Plinio Corrêa de Oliveira
Catolicismo, nº 47 — novembro de 1954
De há muito se faz sentir no público brasileiro a necessidade de uma apresentação da figura de São Pio X em todos os seus aspectos, e numa perspectiva de conjunto que ponha em evidência a mútua conexão, a devida hierarquia de natureza e fins, e a harmoniosa unidade que entre esses aspectos existe.
Até certo ponto, na retina mental do povo, há “vários” Pio X. Alguns vêm nele tão somente o taumaturgo com as cãs nimbadas por uma auréola de santidade, a distribuir bênçãos milagrosas nas nobres galerias do Vaticano.
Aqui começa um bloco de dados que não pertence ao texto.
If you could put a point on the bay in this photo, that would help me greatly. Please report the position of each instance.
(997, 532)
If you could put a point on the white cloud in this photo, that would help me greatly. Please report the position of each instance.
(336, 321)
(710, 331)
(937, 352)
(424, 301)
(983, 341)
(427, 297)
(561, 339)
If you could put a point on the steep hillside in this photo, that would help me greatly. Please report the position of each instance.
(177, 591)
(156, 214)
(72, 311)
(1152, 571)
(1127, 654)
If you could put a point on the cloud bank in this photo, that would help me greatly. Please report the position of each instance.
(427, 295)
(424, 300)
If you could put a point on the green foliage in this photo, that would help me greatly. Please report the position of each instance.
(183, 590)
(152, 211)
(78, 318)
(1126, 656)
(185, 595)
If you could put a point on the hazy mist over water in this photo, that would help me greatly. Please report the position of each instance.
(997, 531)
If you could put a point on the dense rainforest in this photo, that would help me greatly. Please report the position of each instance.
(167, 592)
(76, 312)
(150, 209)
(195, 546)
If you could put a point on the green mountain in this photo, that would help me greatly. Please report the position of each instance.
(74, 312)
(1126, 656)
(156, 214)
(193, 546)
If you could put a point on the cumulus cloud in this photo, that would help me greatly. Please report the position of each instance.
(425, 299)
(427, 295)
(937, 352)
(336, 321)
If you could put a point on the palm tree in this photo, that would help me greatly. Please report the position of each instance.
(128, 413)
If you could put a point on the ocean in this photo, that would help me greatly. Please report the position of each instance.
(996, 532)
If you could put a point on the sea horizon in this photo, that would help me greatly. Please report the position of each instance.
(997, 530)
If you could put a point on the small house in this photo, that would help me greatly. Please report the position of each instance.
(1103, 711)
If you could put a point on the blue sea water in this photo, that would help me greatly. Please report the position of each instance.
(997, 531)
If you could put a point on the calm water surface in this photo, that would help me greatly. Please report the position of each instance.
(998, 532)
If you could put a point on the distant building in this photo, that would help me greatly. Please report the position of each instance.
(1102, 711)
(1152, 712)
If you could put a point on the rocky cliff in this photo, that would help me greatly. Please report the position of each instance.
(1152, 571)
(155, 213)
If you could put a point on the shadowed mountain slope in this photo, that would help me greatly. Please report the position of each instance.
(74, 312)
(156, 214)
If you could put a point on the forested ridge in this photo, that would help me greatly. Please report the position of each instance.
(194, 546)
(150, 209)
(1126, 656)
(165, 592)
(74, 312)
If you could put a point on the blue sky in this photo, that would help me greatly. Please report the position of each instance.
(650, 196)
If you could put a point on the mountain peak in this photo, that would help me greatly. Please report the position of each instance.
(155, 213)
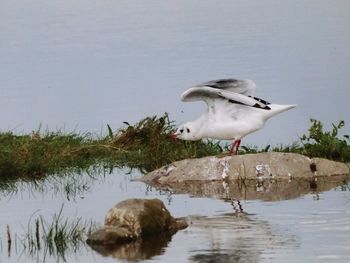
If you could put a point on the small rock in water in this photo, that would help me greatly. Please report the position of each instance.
(133, 219)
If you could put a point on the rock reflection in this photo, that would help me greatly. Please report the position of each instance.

Outros, ancião cheio de doçura, absorto inteiramente no aprimoramento da instrução catequética e da piedade eucarística das crianças. Os artistas consideram nele exclusivamente o restaurador da música sacra. Certas pessoas piedosas tanto se impressionam com sua vida interior que o imaginam como uma alma unicamente contemplativa, tanto mais que, fora da Itália, seu apostolado pessoal intenso perdeu-se algum tanto na memória das massas. As pessoas mais particularmente chamadas para a luta tendem por vezes a não considerar em Pio X senão o Anjo de espada de fogo, que infligiu ao modernismo a maior derrota que este até hoje sofreu, e opôs um dique vitorioso à arremetida anticlerical na França.
Ora, a maior glória de São Pio X não está em ter sido o Anjo da Guarda da humanidade de seu tempo ou o taumaturgo admirável do Vaticano, ou o Papa da Eucaristia, etc., mas em ter sido tudo isto a um tempo, de modo eminente, realizando em sua pessoa e em sua obra uma variedade de aspectos desconcertante por sua riqueza e contudo sumamente harmoniosa. A consideração detida deste ponto dá-nos o conhecimento exato de quem foi Pio X, e abre vistas para uma noção equilibrada e altamente proveitosa do que seja a santidade, e a própria missão da Igreja.
As grandes linhas biográficas
O futuro Pio X nasceu em de junho de 1835, de pais muito pobres, João Batista Sarto e Margarida Sanson, num lugarejo insignificante denominado Riese, antiga Marca de Treviso (Itália). No dia imediato, foi batizado com o nome de José. Crismado aos 10 anos, foi admitido à Sagrada Comunhão aos 12. Em 1850, entrou no seminário de Pádua, onde foi recebendo sucessivamente as Ordens menores e maiores até 1858, ano em que recebeu o Presbiterato. Nomeado logo depois capelão de Tombolo e em 1867 pároco de Salzano, foi promovido a cônego de Treviso em 1875, acumulando estas funções com as de chanceler da diocese e diretor espiritual do seminário. Em 1884, aos 49 anos pois, foi eleito bispo de Mântua, e nessa sede recebeu em 1893 o cardinalato como prêmio de seus altos méritos. No mesmo ano, viu-se elevado a Patriarca de Veneza. Em 1903, o Conclave reunido para a escolha do sucessor de Leão XIII o elegeu para o Sumo Pontificado. José Sarto tomou então o nome de Pio X. Tinha 68 anos e governou a Igreja até sua morte, ocorrida aos 79 anos, em 20 de agosto de 1914.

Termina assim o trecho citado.